所以，我有一个方法将字符串列表作为参数并读取它。然后按频率对它们进行排序，如果单词具有相同的频率，它们将按字母顺序打印。（实际上也有俄语单词，它们总是在英语单词下面）。

这是一个好的输出示例：

лицами-18
Apex-15
azet-15
xder-15
анатолю-15
андреевич-15
батальона-15
hello-13
zello-13
полноте-13

这是我的代码：

public class Words {

public String countWords(List<String> lines) {

    StringBuilder input = new StringBuilder();
    StringBuilder answer = new StringBuilder();

    for (String line : lines){
        if(line.length() > 3){
            if(line.substring(line.length() - 1).matches("[.?!,]+")){
                input.append(line.substring(0,line.length()-1)).append(" ");
            }else{
                input.append(line).append(" ");
            }
        }
    }

    String[] strings = input.toString().split("\s");

    List<String> list = new ArrayList<>(Arrays.asList(strings));

    Map<String, Integer> unsortMap = new HashMap<>();
    while (list.size() != 0){
        String word = list.get(0);
        int freq = Collections.frequency(list, word);
        if (word.length() >= 4 && freq >= 10){
            unsortMap.put(word.toLowerCase(), freq);
        }

        list.removeAll(Collections.singleton(word));
    }
    //The Stream logic is here
    List<String> sortedEntries = unsortMap.entrySet().stream()
            .sorted(Comparator.comparingLong(Map.Entry<String, Integer>::getValue)
                    .reversed()
                    .thenComparing(Map.Entry::getKey)
            )
            .map(it -> it.getKey() + " - " + it.getValue())
            .collect(Collectors.toList());
    
    //Logic ends here

    for (int i = 0; i < sortedEntries.size(); i++) {
        if(i<sortedEntries.size()-1) {
            answer.append(sortedEntries.get(i)).append("\n");
        }
        else{
            answer.append(sortedEntries.get(i));
        }
    }

    return answer.toString();

 }
}

我的问题：目前代码运行良好，并给出了成功的结果，但是如您所见，我正在使用流对字符串进行排序。但是，我只是感兴趣是否有其他解决方案可以在不使用流的情况下编写我的代码。更准确地说，是否有任何其他方法可以在不使用流的情况下按频率然后按字母顺序（如果它们具有相同的频率）对字符串进行排序。

Answer 1

您可以在流中执行的任何操作都可以在常规 Java 中执行。但是使用流通常会使代码更短、更简单、更易于阅读！

顺便说一下，您的代码的前半部分可以简单地替换为：

Map < String, AtomicInteger > map = new HashMap <>();
for ( String word : words ) {
    map.putIfAbsent( word , new AtomicInteger( 0 ) );
    map.get( word ).incrementAndGet();
}

代码的后半部分是通过先按值排序，然后按键排序来报告地图。

问题中讨论了该挑战，Sorting a HashMap based on Value then Key? and Sort a Map<Key, Value> by values.
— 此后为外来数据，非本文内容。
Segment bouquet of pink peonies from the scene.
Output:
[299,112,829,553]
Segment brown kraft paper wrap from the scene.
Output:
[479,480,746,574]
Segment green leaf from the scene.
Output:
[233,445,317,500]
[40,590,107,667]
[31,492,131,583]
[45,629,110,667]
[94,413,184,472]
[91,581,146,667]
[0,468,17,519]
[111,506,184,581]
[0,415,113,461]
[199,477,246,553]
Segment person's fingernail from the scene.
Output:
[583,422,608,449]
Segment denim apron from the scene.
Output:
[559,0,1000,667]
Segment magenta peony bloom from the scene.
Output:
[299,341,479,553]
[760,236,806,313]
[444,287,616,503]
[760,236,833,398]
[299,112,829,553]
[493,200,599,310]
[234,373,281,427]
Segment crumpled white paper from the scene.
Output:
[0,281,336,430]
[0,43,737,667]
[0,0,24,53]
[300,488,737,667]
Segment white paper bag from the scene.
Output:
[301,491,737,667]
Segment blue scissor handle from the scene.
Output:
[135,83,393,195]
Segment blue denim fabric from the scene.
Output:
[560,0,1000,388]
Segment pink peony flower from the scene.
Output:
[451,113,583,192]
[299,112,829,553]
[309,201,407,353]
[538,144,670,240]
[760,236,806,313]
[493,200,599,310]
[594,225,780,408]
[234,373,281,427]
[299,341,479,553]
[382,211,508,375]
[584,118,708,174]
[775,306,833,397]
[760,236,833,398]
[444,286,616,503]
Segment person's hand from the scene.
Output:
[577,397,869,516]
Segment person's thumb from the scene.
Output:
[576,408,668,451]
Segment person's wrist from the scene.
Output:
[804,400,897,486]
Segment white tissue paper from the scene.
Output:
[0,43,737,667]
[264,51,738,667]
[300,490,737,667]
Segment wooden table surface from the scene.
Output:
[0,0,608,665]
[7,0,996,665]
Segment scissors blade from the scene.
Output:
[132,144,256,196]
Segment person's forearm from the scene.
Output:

There are some clever solutions among those Answers, such as this one by Sean。

但我宁愿保持简单。我会将我们的单词和单词计数映射转换为我们自己自定义的对象 class，每个对象将单词和单词计数作为字段保存。

Java 16+ 带来了 records 特性，使得自定义 class 定义变得更加容易。记录是编写 class 的一种更简洁的方式，其主要目的是透明且不可变地传递数据。编译器隐式创建构造函数、getter、equals & hashCode 和 toString.

record WordAndCount (String word , int count ) {}

在 Java 16 之前，使用常规 class 代替 record。这是相当于该记录一行的 33 行源代码。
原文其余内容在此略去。